Quale applicazione utilizzate per controllare il meteo? Se si chiama “Weather Forecast – World Accurate Radar”, sappiate che sta rubando i vostri dati personali per immagazzinarli in server cinesi. E che, fino a poco tempo fa, poteva iscrivervi a vostra insaputa a servizi a pagamento, il cui costo erodeva il vostro credito telefonico o finiva in bolletta.
Lo ha scoperto Upstream Systems, società specializzata in soluzioni di sicurezza per gli operatori mobili, con una piattaforma in grado di rilevare e bloccare le transazioni fraudolente, analizzando ogni giorno 16 milioni di operazioni in 12 Paesi
La App, scaricata da 10 milioni di persone nel mondo attraverso lo store di Google (non è disponibile su quello di Apple), è stata creata da TCL Communication Technology Holding Ltd. Il nome dice poco al grande pubblico ma che appartiene in realtà a un colosso del settore: la società, con sede a Shenzen, è infatti il produttore dei telefoni che vengono poi marchiati come Alcatel e BlackBerry. Proprio nei modelli più vecchi di smartphone Alcatel, particolarmente diffusi nei Paesi emergenti dove difficilmente si possono spendere grandi cifre per un cellulare, la App, oltre a sottrarre dati personali, agiva in background con intento fraudolento. In sostanza, il software scaricava pagine Internet e cliccava sui banner per iscrivere gli utenti a servizi a pagamento, oltre a cliccare su banner pubblicitari comuni per aumentare il traffico delle pubblicità che veicolano. Un’operazione che consuma quotidianamente credito e traffico, non poco: “Almeno 250 MB al giorno, pari a 7,5 Giga al mese”, spiega Guy Krief, chief executive officer di Upstream Systems, che ha rivelato la frode.
Dopo la denuncia della società, condivisa con il Wall Street Journal, è stata bloccata l’attività fraudolenta sul download delle pagine, ma la App continua a immagazzinare sui server cinesi dati quali email, numero identificativo del telefono (IMEI) e posizione dell’utente, che vengono poi rivenduti agli inserzionisti pubblicitari.

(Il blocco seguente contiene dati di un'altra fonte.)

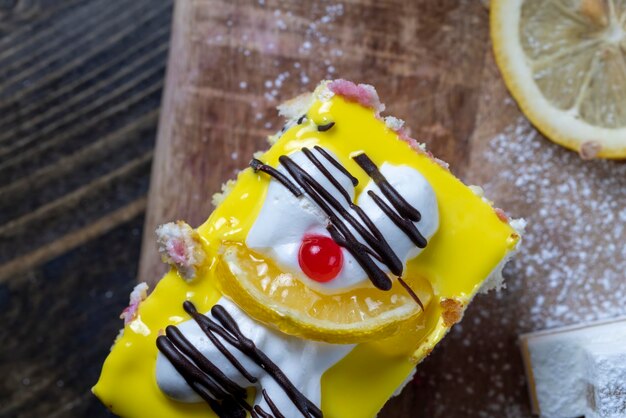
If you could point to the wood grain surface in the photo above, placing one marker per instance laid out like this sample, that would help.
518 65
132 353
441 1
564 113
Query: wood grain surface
80 93
80 89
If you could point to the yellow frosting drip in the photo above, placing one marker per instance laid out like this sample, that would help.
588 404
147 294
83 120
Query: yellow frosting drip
469 244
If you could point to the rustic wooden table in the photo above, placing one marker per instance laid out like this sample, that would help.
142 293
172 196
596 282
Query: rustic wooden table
80 88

Il caso della App del meteo non è affatto isolato. “Secondo i nostri dati, in un mercato come l’Italia il 7% dei cellulari ha installato un qualche tipo di malware, cioè un codice maligno. Nella maggior parte dei casi il malware è incorporato in una App scaricata da uno store perfettamente legale: oltre a fare la propria funzione, però, il software mette in atto azioni di cui l’utente è ignaro”, spiega ancora Krief.
Le applicazioni più a rischio sono quelle contenute sullo store di Google: Apple, infatti, ne verifica il funzionamento prima di consentirne la pubblicazione sulla propria vetrina. Su Google Play, invece, chiunque può decidere di caricare la propria App, che verrà poi resa inaccessibile in caso di segnalazioni.
La diffusione del malware e la facilità nel rubare dati privati aiuta anche a spiegare perché l’allerta sul cybercrime sia globalmente così alta, e non solo nei casi macroscopici come il braccio di ferro tra Washington e Pechino sul colosso delle tlc Huawei, considerato dagli statunitensi una minaccia alla sicurezza nazionale: che reti e dispositivi possano eseguire operazioni di spionaggio è, almeno a livello tecnico e teorico, assolutamente plausibile.
Il furto dei dati, al momento, è strettamente legato alla pubblicità. Gli investimenti in digitale nel 2017 hanno per la prima volta superato quelli del mercato televisivo: 209 contro 178 miliardi di dollari. La possibilità del digitale è poter garantire agli investitori la certezza di profilare al massimo i consumatori che cliccheranno sugli annunci: raccogliere dati, come insegna la crescita di Facebook, Amazon e Google, è dunque fondamentale. “Anche se oggi è impossibile predire come potranno essere utilizzati in futuro: non è detto che ci si limiterà alla pubblicità”, conclude il ceo di Upstream Systems, la cui piattaforma di sicurezza presto potrà essere disponibile anche in Italia: sono in corso manovre di avvicinamento a un grosso operatore.
D’altronde, non solo i privati ma anche le aziende sono particolarmente sensibili ai rischi del cybercrime. Stando al report di Accenture presentato a Davos “Securing the Digital Economy: Reinventing the Internet for Trust”, che indaga le complessità legate a Internet che le aziende si trovano ad affrontare, i reati digitali potrebbero costare alle imprese fino a 5.200 miliardi di dollari nei prossimi cinque anni.
Una cifra tale da richiedere uno sforzo comune e condiviso per cercare rimedi.